Wearing a black Doors T-shirt and accompanied by guitarist Court Clement, Lightman played stripped-down selections from “Little Things” and “Bird on a Wire” during a Tuesday night show which exhibited the many elements that inform her sound. She added improvisational jazz touches to the bridge of set opener “Alone” and laid down a funky groove for “Coming Back In.”

Lightman transformed the syncopated album version of “Slipping” into a spare, sultry rhythm that would have done Norah Jones proud. “I do a lot of angry songs,” she joked by way of introducing the sweet and hopeful “Better,” a song she wrote for her sister upon the birth of her son.

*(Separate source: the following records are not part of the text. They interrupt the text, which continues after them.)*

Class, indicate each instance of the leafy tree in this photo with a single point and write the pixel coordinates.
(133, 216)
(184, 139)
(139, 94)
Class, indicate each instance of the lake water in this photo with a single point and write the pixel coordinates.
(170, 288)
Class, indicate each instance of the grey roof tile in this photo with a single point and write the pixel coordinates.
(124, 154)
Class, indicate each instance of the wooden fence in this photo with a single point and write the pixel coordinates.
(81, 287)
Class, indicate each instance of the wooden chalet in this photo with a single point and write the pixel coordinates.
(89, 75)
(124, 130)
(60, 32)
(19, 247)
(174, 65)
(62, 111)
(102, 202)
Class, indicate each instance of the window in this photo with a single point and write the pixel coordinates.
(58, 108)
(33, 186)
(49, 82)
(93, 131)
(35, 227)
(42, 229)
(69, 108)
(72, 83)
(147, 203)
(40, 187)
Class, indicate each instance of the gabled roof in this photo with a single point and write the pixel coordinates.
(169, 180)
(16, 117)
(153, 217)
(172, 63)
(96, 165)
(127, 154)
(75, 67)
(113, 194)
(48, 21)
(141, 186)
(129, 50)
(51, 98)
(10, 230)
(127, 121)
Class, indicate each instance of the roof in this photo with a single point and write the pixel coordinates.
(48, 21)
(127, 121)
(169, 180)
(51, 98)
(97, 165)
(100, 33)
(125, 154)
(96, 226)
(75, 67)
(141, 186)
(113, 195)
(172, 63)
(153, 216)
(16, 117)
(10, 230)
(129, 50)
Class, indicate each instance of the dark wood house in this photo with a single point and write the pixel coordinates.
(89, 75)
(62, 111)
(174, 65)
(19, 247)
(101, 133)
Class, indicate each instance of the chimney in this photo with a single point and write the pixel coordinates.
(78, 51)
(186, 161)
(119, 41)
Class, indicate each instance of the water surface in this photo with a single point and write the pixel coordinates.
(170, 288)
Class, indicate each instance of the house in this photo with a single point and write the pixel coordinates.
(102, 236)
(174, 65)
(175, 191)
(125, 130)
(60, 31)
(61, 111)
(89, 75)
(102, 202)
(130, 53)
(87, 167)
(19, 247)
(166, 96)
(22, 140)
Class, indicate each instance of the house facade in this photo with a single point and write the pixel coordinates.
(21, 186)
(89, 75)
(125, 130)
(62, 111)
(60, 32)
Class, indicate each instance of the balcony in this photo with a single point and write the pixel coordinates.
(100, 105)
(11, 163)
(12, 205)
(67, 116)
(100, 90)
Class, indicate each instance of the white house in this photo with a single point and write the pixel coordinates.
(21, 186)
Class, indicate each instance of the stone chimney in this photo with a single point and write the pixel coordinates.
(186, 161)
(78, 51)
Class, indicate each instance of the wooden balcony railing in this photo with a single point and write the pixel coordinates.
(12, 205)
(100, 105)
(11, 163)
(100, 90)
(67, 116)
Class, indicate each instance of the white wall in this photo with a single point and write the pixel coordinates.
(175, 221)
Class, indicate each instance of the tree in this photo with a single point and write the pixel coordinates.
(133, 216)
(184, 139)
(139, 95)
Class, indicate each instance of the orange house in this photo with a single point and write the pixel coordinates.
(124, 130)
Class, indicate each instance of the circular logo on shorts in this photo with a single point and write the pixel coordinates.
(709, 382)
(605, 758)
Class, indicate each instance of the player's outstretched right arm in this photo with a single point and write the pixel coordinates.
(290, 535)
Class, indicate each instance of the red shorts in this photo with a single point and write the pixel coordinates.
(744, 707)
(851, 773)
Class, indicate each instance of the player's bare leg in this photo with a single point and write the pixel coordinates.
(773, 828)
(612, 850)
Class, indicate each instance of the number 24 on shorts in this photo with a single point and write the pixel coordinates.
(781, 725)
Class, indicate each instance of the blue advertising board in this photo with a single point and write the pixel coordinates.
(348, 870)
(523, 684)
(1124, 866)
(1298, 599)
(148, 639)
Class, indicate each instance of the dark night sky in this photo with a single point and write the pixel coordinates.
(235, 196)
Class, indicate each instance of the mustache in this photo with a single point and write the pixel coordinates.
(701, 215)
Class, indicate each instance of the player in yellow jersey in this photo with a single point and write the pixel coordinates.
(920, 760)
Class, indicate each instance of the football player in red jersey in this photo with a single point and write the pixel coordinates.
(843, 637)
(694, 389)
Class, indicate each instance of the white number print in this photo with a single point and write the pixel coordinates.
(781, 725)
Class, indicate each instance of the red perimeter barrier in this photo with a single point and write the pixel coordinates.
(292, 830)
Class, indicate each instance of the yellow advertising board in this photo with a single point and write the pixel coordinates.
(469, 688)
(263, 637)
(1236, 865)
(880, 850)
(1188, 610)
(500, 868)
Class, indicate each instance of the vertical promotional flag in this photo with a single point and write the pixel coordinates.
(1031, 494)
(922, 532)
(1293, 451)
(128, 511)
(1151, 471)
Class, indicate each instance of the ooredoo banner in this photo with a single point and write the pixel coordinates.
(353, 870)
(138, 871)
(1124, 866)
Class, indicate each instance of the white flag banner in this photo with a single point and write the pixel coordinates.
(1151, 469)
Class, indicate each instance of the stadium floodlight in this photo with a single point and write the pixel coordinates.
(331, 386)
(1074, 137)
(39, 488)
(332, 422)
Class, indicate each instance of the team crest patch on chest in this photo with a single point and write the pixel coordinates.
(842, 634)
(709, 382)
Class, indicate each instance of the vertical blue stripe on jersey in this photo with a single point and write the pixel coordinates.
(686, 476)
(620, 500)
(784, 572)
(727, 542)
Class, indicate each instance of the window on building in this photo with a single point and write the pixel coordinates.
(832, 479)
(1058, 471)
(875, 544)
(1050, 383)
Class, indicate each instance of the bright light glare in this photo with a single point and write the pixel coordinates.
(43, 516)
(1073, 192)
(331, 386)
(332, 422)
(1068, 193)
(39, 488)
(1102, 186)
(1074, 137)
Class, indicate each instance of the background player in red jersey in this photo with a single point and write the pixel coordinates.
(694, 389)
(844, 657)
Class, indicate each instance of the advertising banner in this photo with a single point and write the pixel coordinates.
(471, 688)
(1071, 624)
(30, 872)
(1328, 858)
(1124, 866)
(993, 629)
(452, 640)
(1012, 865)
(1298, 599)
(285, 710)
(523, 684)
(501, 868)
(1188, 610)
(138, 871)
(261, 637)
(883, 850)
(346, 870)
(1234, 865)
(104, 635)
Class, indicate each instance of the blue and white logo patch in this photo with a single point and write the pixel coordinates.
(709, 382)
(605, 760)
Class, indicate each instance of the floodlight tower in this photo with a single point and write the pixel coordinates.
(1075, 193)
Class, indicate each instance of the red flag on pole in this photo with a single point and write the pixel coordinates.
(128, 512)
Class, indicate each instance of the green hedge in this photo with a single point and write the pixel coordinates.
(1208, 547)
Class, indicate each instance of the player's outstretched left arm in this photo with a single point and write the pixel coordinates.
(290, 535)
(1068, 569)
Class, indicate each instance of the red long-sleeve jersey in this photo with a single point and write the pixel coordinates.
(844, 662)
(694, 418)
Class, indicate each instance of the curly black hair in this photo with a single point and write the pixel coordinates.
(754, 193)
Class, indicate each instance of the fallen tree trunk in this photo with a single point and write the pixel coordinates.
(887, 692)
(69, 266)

But the growling “River” showed Toby Lightman at her righteously indignant best. “The lights are dim, are you gonna come crying to me?” she sang, deftly trading licks with Clement (a seasoned sideman who has worked with Griffin House and Jessica Lofbomm).

The guitarist’s inclusion definitely helped to spice up the show. Lightman covered Jim Croce’s “Operator” a few years back; she and Clement worked up a version of it in the dressing room prior to the show that was among the most well-received numbers of the night. The song oozed soul, as Lightman came back around at the end for another go at the chorus that took the 70’s soft-rock classic to new heights. If Donnie Hathaway had ever gotten his hands on it, it would have sounded like this.

Between her first and second records, Lightman said backstage before the show, “I’d drifted from pop to more classic soul. I was really enraptured by the organic nature and space of people like Bill Withers and Sly and the Family Stone. There doesn’t need to be so much going on, there’s just a vibe and it’s a great song. You don’t need the tracks.”

The shift to a leaner sound began during the “Little Things” tour, says Lightman. “There’s a lot of programming on the record that was really hard to replicate live.”

Last year, she headed back to the studio with Bill Bottrell and Patrick Leonard (Sheryl Crow, Madonna, Elton John) for “Bird on a Wire.” “This one was very different that the first one,” Lightman says. “Everything was done with live takes. I had never really done that before, but I’m a lot more confident in my voice and playing my guitar.”

That confidence comes across clearly onstage, despite Lightman’s occasional self-deprecating remark. “We suck!” she exclaimed at one point as she fiddled with a guitar tuning. But tunes like “Overflowing,” Holding Me Down” and the forthcoming single “My Sweet Song” gave the lie to such musings. Lightman closed her set with the Ella Fitzgerald-inspired “Sleigh Ride” – another number worked up pre-show – and sent the crowd happily into the night to spread the word about her steadily rising star.